Here's a link to the rule on GitHub which contains the bug: https://github.com/realm/SwiftLint/blob/master/Source/SwiftLintFramework/Rules/Style/RedundantDiscardableLetRule.swift

It's unsafe, for say, the body property of a struct which conforms to the View protocol from SwiftUI (and which therefore has a body property that's implicitly-annotated with the @ViewBuilder result-builder annotation), to replace this code snippet:

// Inside struct conforming to `View` protocol from `SwiftUI`.
var body: some View {
    let _ = 10

    Text("Hello, world!")
        .padding()
}

with this code snippet:

// Inside struct conforming to `View` protocol from `SwiftUI`.
var body: some View {
    _ = 10

    Text("Hello, world!")
        .padding()
}

as making such a replacement, would result in a compilation error. In this specific example, that compilation error will be: "Type '()' cannot conform to 'View'".

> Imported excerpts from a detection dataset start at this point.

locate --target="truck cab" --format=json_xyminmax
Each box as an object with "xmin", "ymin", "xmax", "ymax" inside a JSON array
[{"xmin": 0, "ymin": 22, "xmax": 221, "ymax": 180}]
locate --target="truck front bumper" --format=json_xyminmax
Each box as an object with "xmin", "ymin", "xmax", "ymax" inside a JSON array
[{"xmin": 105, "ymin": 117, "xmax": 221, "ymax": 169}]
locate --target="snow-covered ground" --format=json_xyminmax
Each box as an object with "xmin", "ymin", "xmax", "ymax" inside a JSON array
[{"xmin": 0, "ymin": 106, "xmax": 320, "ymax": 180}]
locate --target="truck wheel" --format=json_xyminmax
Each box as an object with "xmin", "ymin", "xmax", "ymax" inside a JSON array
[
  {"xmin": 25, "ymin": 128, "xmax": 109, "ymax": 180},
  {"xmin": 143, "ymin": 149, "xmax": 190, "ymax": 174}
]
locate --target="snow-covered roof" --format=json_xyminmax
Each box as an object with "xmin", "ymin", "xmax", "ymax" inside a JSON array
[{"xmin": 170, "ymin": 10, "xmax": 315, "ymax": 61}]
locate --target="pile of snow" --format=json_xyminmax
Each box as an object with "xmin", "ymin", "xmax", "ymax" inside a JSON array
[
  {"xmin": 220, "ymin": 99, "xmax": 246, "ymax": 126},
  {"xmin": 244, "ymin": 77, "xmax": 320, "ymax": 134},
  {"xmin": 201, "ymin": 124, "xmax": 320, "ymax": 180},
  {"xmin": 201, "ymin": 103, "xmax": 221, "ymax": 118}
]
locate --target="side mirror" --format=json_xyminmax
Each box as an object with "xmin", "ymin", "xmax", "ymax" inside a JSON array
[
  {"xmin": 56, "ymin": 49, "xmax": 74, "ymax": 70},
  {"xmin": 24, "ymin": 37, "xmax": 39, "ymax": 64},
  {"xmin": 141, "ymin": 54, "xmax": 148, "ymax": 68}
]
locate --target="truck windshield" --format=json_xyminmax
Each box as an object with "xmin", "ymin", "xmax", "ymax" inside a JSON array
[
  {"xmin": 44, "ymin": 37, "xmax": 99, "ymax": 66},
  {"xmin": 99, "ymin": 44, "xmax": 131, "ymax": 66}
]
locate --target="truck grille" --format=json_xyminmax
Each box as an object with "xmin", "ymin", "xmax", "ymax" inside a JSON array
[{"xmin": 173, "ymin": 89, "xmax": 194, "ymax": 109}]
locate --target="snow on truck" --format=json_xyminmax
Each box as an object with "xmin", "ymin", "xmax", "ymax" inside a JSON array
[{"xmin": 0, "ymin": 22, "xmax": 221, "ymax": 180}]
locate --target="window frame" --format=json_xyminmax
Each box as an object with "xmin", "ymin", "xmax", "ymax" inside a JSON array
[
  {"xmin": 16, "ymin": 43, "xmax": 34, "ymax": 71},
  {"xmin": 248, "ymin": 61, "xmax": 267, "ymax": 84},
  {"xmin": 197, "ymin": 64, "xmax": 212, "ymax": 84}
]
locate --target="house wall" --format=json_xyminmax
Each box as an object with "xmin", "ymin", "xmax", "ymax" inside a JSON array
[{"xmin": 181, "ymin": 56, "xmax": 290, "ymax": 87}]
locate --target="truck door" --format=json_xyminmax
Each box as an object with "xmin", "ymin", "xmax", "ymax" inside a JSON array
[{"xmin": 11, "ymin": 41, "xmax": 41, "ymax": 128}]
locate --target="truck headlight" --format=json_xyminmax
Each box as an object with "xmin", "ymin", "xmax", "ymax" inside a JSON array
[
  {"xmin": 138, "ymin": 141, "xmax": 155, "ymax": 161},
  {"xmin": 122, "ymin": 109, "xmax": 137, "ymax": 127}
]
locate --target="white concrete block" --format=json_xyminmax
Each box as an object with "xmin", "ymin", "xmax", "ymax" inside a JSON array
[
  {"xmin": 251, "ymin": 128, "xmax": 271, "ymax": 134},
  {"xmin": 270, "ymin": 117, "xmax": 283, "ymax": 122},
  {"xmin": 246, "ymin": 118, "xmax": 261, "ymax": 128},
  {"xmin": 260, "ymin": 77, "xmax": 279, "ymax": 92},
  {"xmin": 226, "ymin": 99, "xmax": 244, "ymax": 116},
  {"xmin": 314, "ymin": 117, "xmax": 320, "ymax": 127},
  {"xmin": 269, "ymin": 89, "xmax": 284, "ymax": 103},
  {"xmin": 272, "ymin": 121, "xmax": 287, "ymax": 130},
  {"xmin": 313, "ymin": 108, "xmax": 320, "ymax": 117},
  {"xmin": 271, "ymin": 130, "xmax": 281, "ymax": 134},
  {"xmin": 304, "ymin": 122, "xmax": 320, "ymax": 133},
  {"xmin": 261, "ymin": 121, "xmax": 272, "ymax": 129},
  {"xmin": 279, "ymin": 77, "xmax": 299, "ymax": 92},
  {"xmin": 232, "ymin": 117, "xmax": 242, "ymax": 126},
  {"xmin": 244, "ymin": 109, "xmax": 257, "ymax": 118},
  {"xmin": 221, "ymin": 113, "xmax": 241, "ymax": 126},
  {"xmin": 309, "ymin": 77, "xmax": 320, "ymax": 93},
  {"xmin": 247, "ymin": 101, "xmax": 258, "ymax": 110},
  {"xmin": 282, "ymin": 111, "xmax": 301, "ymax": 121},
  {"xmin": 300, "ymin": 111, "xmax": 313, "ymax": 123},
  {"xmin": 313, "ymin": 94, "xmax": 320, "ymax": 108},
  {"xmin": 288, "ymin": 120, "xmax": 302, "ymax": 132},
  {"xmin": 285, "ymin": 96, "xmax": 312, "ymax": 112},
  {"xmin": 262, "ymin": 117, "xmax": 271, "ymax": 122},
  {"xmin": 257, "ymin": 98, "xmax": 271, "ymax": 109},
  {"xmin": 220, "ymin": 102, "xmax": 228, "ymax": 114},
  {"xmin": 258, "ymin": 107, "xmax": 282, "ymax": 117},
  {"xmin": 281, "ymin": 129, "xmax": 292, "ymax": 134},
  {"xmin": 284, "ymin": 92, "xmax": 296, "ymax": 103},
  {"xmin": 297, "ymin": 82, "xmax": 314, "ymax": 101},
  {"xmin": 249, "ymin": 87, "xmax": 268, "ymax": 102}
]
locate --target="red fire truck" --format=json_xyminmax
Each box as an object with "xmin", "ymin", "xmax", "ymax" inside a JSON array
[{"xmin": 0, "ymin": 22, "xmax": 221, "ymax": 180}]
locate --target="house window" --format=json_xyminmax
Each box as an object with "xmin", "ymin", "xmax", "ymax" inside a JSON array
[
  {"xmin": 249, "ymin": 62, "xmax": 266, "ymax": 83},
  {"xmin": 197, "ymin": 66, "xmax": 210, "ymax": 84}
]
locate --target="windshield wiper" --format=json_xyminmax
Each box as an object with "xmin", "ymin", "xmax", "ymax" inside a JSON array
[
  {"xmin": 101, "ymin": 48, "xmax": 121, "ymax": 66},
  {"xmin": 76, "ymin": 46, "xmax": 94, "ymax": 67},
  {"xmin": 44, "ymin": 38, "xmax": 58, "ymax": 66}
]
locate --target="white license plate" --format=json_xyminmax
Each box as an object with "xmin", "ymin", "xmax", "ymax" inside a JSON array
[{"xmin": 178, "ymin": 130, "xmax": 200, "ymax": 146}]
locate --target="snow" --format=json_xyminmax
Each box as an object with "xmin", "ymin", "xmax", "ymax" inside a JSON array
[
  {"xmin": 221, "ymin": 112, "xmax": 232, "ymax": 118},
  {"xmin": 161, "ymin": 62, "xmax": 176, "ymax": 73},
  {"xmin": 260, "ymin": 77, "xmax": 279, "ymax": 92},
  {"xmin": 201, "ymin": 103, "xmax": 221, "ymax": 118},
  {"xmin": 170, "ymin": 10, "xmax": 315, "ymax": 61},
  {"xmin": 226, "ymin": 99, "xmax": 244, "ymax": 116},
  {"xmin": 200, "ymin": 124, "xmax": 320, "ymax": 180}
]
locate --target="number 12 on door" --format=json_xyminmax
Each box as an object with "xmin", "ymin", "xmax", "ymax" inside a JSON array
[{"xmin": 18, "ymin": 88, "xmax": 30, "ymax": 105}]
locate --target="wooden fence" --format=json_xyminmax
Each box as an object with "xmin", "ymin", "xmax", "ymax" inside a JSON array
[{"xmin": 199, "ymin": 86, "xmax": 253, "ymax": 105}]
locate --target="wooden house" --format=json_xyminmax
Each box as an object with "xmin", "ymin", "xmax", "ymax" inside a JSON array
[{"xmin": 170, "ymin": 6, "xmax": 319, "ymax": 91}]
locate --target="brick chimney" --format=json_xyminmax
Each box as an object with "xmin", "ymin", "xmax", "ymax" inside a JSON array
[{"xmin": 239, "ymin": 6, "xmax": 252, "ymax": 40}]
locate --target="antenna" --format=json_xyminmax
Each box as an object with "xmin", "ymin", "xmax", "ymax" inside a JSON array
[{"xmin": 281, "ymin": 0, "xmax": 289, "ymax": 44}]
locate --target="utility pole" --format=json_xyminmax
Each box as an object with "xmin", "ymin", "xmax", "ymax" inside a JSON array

Complete output when running SwiftLint, including the stack trace and command used
$ swiftlint lint /Users/jeremy/dev/xcode/SwiftLintBugDemoApp/SwiftLintBugDemoApp/ContentView.swift
Linting Swift files at paths /Users/jeremy/dev/xcode/SwiftLintBugDemoApp/SwiftLintBugDemoApp/ContentView.swift
Linting 'ContentView.swift' (1/1)
/Users/jeremy/dev/xcode/SwiftLintBugDemoApp/SwiftLintBugDemoApp/ContentView.swift:13:9: warning: Redundant Discardable Let Violation: Prefer `_ = foo()` over `let _ = foo()` when discarding a result from a function. (redundant_discardable_let)
Done linting! Found 1 violation, 0 serious in 1 file.

Environments

  • SwiftLint version: 0.46.2

  • Installation method used: Homebrew

  • Paste your configuration file:
    N/A - default settings were used.

  • Nested configurations are not being used.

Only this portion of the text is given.